An introduction fromAddiction Professional's Editor
This is the fifth in a series of six articles designed to provide you with the latest information on the use of medications in alcohol dependence treatment. Medications (pharmacotherapy) used as adjuncts to counseling techniques and biopsychosocial, educational, and spiritual therapies are an increasingly important part of a comprehensive treatment approach for alcohol dependence.
Expanding knowledge of how medications may interact with and complement counseling will help the addiction counseling community optimally coordinate care of patients with other treatment providers. Thus, the article series Pharmacotherapy: Integrating New Tools Into Practice not only provides the latest efficacy and safety data on these medications, it also explores how we can build better relationships among addiction professionals and medication prescribers. The series also examines current barriers to medication use in treatment while offering potential solutions.

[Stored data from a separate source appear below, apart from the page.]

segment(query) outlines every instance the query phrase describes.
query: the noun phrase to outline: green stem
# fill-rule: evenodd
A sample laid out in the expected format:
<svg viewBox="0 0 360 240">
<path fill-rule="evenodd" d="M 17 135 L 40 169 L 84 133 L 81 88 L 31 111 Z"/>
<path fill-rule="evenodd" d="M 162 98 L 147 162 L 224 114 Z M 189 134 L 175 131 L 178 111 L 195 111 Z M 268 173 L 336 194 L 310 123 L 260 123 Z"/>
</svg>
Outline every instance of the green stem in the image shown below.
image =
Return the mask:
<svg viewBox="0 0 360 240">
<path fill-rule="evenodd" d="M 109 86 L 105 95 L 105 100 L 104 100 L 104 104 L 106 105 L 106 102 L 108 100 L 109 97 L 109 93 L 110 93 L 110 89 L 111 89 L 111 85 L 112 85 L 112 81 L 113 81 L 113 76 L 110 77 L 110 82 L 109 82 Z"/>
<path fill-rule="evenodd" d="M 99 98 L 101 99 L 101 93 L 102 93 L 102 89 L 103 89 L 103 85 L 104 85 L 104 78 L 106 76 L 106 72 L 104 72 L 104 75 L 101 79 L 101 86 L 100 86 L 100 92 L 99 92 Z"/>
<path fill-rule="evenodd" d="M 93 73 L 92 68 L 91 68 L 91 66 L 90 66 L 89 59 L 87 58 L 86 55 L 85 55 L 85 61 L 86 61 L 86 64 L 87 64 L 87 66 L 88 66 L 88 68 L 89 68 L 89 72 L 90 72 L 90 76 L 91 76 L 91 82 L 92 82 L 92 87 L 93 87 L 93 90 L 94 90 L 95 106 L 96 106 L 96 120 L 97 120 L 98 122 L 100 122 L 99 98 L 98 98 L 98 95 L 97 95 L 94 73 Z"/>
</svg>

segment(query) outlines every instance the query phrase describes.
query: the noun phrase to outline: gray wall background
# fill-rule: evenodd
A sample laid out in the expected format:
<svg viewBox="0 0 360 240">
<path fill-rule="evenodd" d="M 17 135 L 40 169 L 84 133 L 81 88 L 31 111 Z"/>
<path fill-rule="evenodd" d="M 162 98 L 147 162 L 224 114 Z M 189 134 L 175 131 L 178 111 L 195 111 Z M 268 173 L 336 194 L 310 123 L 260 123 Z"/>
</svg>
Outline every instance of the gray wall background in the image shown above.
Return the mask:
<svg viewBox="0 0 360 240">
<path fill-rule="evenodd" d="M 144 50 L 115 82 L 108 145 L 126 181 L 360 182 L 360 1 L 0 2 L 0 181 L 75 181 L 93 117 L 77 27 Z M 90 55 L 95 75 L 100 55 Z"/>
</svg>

Previous articles in this series, which began in the January/February 2007 issue, addressed the topics of facilitating the process of change through medication use; examining recent research on the approved medications for alcohol dependence; overcoming biases against greater use of medications in treating alcohol dependence; and integrating medication into nonprescribing clinicians' treatment planning. In this fifth article, Thomas J. Brady, MD, MBA, outlines how prescribers and nonprescribing clinicians can improve collaboration for the benefit of the alcohol-dependent patient. The final article, in the November 2007 issue, will present case studies that illustrate how medications have helped individuals break their dependence on alcohol.
Treatment of alcohol dependence and other addictions has increasingly become “medicalized” because of a greater understanding of brain neurophysiology and the accompanying rise in the number of effective medications for these disorders. There is also an increasing demand for treatment accountability and evidence-based treatment driven in part by patients, who have more information available to them through the Internet and other sources, as well as by managed care, which attempts to make healthcare delivery decisions based on proven treatments. These trends are spurring treatment providers to examine the demand for and use of medications—those with efficacy that has been demonstrated in clinical trials—and require increased collaboration between medication prescribers (usually physicians) and nonprescribing addiction specialists (counselors, psychologists, etc.).
Professional societies, such as the American Medical Association and the American Psychiatric Association, require that their members cooperate and respect colleagues as well as maintain and increase their competency (the two associations' principles of medical ethics may be accessed at http://www.ama-assn.org/ama/pub/category/2512.html and http://www.psych.org/psych_pract/ethics/ppaethics.cfm, respectively). However, team-oriented care of alcohol dependence employing different treatment providers traditionally has been difficult because of differences in treatment philosophies, knowledge of issues, and willingness to cooperate or “share” patients. In addition, more than half of addiction treatment programs do not have a full-time physician or nurse who could prescribe medications; thus, there is often a missing connection between prescribers and nonprescribers, which is needed for proper medication management.1
Barriers to cooperation
Counselors might not see physicians as their allies in the treatment of alcohol dependence because of the perceived or real deficiencies of physicians in this field. Many physicians do not adequately screen for alcohol dependence2 or shy away from dealing with patients who have drinking problems.2,3, Indeed, many physicians have received minimal training in treating addictions, and many might feel unprepared and uncomfortable treating patients with alcohol use disorders.3 In addition, physicians may not make appropriate referrals, and some counselors might think physicians even compound patients' problems. For example, physicians might prescribe benzodiazepines to help treat symptoms following withdrawal from alcohol. But if these potentially addictive medications are prescribed inappropriately, or if there is inadequate monitoring and follow-up, patients might develop new addictions or problems with these medications.
Another barrier to proper treatment and collaboration between counselors and physicians stems from the views among some physicians that alcoholism is a moral defect rather than an illness.4 Physicians with these beliefs may think counselors cannot help alcohol-dependent patients or could even enable them. For physicians who lack knowledge or appreciation of alcohol dependence, counselors can serve as an educational resource.